Complying with REIT requirements may limit our ability to hedge effectively.

The existing REIT provisions of the Internal Revenue Code may substantially limit our ability to hedge our operations because a significant amount of the income from those hedging transactions is likely to be treated as non-qualifying income for purposes of both REIT gross income tests. In addition, we must limit our aggregate income from non-qualified hedging transactions, from our provision of services and from other non-qualifying sources, to less than 5% of our annual gross income (determined without regard to gross income from qualified hedging transactions). As a result, we may have to limit our use of certain hedging techniques or implement those hedges through total return swaps. This could result in greater risks associated with changes in interest rates than we would otherwise want to incur or could increase the cost of our hedging activities. If we fail to comply with these limitations, we could lose our REIT qualification for U.S. federal income tax purposes, unless our failure was due to reasonable cause, and not due to willful neglect, and we meet certain other technical requirements. Even if our failure were due to reasonable cause, we might incur a penalty tax.

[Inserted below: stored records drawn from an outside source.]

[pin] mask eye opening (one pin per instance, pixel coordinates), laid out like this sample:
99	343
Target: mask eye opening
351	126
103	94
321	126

The “taxable mortgage pool” rules may increase the taxes that we or our stockholders may incur, and may limit the manner in which we effect future securitizations.

Certain of our securitizations have resulted in the creation of taxable mortgage pools for federal income tax purposes. As a REIT, so long as we own 100% of the equity interests in a taxable mortgage pool, we would generally not be adversely affected by the characterization of the securitization as a taxable mortgage pool. Certain categories of stockholders, however, such as foreign stockholders eligible for treaty or other benefits, stockholders with net operating losses, and certain tax-exempt stockholders that are subject to unrelated business income tax, could be subject to increased taxes on a portion of their dividend income from us that is attributable to the taxable mortgage pool. In addition, to the extent that our stock is owned by tax-exempt “disqualified organizations,” such as certain government-related entities and charitable remainder trusts that are not subject to tax on unrelated business income, we could incur a corporate level tax on a portion of our income from the taxable mortgage pool. In that case, we might reduce the amount of our distributions to any disqualified organization whose stock ownership gave rise to the tax.

Maintenance of our Investment Company Act exemption imposes limits on our operations.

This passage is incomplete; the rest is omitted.